Mais bien sûr tout cela est encore plus indispensable grâce aux formidables pages de Mark Badger.
Autant le dire, Badger est un dessinateur versatile et plus que singulier dont le dessin ne peut que diviser.
Au premier abord, son style risque de décontenancer encore plus qu’un Bill Sienkiewicz les lecteurs habitués aux graphismes d’un John Byrne ou autre Jim Lee.
Bien que capable de dessiner dans un style classique très esthétique, Badger n’aime rien tant que de repousser les limites du dessin jusqu’à l’abstraction.
Plus encore que de Chaykin, son dessin s’inspire s’inspire du cubisme, de Basquiat, du graffiti…
Sous son crayon, ce sont les personnages qui semblent se fondre dans les lignes de mouvements et non le contraire.
Lorsqu’un bras donne un coup de poing, il s’arrondit totalement tandis qu’un torse ou des cheveux prennent des formes à la limite du rectangle ou du triangle.
Tout dans ce MGN donne le sentiment d’une fascination pour l’abstraction géométrique la plus totale et le lecteur distrait aura d’ailleurs l’impression de voir une suite de formes géométriques qui se croisent et s’entrecroisent.
Badger participera d’ailleurs dans les années 2000 à l’aventure des Abstract Comics.

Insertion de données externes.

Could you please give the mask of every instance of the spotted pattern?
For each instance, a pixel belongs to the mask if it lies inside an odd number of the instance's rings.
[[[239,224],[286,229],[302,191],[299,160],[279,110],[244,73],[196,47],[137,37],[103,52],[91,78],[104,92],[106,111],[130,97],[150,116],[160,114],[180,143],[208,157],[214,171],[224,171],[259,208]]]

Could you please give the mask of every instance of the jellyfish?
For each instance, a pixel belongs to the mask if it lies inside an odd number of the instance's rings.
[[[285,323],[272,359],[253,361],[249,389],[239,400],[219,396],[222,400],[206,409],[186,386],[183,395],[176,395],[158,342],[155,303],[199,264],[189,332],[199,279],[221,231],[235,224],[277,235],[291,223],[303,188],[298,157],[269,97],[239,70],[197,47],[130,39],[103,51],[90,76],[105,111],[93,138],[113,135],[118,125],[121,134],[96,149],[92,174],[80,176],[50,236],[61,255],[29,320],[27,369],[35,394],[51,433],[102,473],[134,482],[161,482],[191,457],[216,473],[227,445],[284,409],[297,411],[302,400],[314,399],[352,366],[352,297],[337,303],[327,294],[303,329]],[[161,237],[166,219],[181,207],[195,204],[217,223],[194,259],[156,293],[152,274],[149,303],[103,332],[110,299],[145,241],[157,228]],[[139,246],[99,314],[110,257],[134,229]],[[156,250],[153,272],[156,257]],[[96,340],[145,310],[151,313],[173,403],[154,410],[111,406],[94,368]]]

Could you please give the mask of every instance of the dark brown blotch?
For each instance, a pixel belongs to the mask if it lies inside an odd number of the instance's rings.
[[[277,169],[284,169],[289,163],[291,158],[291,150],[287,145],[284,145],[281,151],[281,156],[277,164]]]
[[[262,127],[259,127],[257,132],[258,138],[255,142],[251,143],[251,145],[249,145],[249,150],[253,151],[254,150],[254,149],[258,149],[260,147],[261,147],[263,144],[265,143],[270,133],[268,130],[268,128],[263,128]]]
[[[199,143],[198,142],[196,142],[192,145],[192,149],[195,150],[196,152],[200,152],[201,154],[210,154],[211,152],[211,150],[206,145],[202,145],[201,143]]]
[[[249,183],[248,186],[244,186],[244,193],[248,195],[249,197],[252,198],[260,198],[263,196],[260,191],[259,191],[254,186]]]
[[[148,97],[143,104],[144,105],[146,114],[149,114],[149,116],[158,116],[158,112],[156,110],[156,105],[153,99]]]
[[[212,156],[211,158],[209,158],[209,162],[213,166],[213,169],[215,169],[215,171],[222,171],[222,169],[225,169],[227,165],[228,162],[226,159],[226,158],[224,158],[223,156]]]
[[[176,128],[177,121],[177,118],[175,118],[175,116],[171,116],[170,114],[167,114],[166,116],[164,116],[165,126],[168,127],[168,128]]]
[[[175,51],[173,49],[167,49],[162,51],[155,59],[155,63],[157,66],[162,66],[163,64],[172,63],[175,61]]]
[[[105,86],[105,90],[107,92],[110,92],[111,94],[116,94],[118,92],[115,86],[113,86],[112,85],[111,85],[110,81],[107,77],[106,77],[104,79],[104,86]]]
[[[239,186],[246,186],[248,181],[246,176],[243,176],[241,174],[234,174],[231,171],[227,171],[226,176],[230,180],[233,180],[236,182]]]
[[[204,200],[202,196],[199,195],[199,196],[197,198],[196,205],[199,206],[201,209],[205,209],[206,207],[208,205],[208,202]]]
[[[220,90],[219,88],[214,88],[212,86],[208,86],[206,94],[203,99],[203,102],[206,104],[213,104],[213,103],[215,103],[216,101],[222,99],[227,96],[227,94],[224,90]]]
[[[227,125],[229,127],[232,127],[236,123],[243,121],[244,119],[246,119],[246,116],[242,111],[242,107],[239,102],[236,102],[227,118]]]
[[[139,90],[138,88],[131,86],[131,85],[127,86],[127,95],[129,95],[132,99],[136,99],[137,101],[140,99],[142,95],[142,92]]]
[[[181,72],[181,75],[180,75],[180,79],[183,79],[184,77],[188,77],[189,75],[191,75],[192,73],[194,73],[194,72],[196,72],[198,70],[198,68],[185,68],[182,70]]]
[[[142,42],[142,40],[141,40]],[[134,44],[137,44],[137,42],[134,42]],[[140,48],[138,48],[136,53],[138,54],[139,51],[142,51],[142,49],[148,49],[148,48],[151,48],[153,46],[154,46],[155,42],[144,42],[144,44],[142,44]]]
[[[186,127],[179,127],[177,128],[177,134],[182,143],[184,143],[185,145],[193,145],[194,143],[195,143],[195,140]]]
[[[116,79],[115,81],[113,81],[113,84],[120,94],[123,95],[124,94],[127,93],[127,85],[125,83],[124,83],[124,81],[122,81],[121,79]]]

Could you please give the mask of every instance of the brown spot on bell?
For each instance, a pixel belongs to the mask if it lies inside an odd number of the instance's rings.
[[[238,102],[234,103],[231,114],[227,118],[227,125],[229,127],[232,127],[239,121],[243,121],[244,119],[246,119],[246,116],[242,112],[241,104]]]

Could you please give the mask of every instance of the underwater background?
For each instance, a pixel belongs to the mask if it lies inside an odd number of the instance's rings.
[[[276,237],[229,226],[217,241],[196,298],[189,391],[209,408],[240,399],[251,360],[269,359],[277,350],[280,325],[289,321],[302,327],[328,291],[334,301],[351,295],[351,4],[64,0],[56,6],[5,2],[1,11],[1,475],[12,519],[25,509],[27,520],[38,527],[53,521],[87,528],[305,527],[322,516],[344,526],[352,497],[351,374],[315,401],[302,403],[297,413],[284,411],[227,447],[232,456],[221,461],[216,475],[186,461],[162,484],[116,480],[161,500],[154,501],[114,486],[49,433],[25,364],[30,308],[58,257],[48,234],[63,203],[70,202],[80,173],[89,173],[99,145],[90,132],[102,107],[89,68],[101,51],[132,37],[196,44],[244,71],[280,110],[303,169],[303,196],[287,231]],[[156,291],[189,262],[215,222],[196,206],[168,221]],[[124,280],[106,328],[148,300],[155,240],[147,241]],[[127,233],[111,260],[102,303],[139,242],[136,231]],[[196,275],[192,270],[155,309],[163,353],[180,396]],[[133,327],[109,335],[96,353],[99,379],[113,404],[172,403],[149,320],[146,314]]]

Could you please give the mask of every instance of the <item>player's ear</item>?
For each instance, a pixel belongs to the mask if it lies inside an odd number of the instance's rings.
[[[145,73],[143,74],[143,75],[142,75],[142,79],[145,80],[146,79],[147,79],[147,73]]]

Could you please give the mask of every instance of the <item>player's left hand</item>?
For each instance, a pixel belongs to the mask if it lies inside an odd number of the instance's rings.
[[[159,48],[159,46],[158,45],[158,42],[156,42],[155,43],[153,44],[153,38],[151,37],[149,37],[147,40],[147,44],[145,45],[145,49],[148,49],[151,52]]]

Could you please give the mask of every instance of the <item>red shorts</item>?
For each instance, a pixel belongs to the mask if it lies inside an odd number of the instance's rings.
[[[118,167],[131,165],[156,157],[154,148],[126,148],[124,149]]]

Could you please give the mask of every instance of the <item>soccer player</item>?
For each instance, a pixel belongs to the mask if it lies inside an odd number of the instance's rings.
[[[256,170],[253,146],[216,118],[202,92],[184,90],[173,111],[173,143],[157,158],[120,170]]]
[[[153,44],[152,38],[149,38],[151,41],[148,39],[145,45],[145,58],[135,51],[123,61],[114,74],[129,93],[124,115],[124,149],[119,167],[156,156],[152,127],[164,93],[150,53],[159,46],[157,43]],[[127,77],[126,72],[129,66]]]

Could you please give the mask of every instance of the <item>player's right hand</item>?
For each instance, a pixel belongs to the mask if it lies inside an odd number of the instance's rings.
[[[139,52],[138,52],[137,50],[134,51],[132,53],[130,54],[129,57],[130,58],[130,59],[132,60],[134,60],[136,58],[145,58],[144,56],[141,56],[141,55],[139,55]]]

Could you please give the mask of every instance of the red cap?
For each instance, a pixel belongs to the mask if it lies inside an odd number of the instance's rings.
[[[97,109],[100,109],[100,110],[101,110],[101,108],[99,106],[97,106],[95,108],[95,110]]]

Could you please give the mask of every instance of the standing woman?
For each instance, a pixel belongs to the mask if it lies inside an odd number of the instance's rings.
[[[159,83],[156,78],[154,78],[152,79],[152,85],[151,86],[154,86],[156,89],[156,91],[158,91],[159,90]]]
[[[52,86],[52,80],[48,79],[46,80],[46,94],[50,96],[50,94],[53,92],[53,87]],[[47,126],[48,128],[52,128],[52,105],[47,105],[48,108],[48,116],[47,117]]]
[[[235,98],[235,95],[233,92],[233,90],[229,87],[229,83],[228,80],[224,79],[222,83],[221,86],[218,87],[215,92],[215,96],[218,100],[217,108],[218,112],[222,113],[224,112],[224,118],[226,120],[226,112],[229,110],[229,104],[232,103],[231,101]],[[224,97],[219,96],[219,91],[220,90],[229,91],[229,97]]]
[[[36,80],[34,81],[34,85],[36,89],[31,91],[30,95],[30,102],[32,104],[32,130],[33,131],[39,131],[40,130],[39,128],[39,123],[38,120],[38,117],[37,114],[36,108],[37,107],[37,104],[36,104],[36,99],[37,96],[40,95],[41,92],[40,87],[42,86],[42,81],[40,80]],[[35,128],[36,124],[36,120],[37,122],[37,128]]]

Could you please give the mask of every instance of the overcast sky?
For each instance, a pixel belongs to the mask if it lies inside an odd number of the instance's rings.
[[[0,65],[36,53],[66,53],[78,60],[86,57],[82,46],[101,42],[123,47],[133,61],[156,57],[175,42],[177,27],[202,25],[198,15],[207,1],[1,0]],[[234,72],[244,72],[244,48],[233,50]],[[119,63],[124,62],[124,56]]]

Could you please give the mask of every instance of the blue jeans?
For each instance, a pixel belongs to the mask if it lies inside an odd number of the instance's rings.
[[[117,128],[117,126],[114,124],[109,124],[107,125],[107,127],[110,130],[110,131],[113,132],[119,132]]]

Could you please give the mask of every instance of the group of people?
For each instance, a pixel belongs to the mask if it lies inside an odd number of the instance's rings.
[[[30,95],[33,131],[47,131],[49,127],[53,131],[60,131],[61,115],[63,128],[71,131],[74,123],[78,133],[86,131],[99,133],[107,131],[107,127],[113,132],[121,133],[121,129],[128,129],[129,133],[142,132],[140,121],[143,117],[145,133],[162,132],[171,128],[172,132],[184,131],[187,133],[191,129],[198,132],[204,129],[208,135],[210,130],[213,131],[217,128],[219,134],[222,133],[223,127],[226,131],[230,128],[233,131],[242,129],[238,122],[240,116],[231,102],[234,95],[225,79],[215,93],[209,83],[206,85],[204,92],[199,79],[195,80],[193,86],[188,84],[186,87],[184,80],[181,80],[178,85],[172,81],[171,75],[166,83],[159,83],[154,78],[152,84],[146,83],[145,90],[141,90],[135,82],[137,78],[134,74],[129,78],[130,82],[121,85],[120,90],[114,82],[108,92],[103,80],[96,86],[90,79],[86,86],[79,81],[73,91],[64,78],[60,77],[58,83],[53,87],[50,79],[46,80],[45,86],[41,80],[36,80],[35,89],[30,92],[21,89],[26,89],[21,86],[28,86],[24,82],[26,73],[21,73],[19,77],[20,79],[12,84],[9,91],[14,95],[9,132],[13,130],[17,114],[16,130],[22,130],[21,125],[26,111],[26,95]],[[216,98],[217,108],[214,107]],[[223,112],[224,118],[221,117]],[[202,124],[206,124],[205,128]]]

Et pourtant, chaque ligne est au service du mouvement, de l’expression, du storytelling le plus clair, le plus pur qui soit.
Bref, du grand art mais qui nécessite de s’investir dans sa lecture.
A l’occasion de ce graphic novel, Badger s’essaie à la peinture pour la première fois et opte pour des teintes douces et chaudes qui viennent adoucir son trait et donner plus de « chair » et de douceur à ses personnages permettant ainsi de coller à l’ambiance douce-amère du récit.
Par ce choix, il prouve qu’il pense les histoires qu’il à la charge d’illustrer et essaie de trouver la meilleure manière d’en refléter le ton.

Preuve de cette osmose, les deux auteurs continueront de tracer leur chemin ensemble sur plusieurs projets (Dr Fate, American Flagg…) durant le reste de la décennie avant qu’un second projet de GN consacré à Greenberg ne soit avorté dans l’oeuf par Marvel et que chacun suive sa propre voie.
Au final, on a un excellent Marvel Graphic Novel inédit en France, mais republié en TBP aux Etats-Unis (mais au format comic book) qui vient égaler certaines des plus grandes réussites de la collection même s’il est trop souvent oublié au profit du maintes fois plus connu et réédité Moonshadow dont il s’avère d’une certaine manière le révélateur.

And don’t forget… Brooklyn is Oz, guys !!!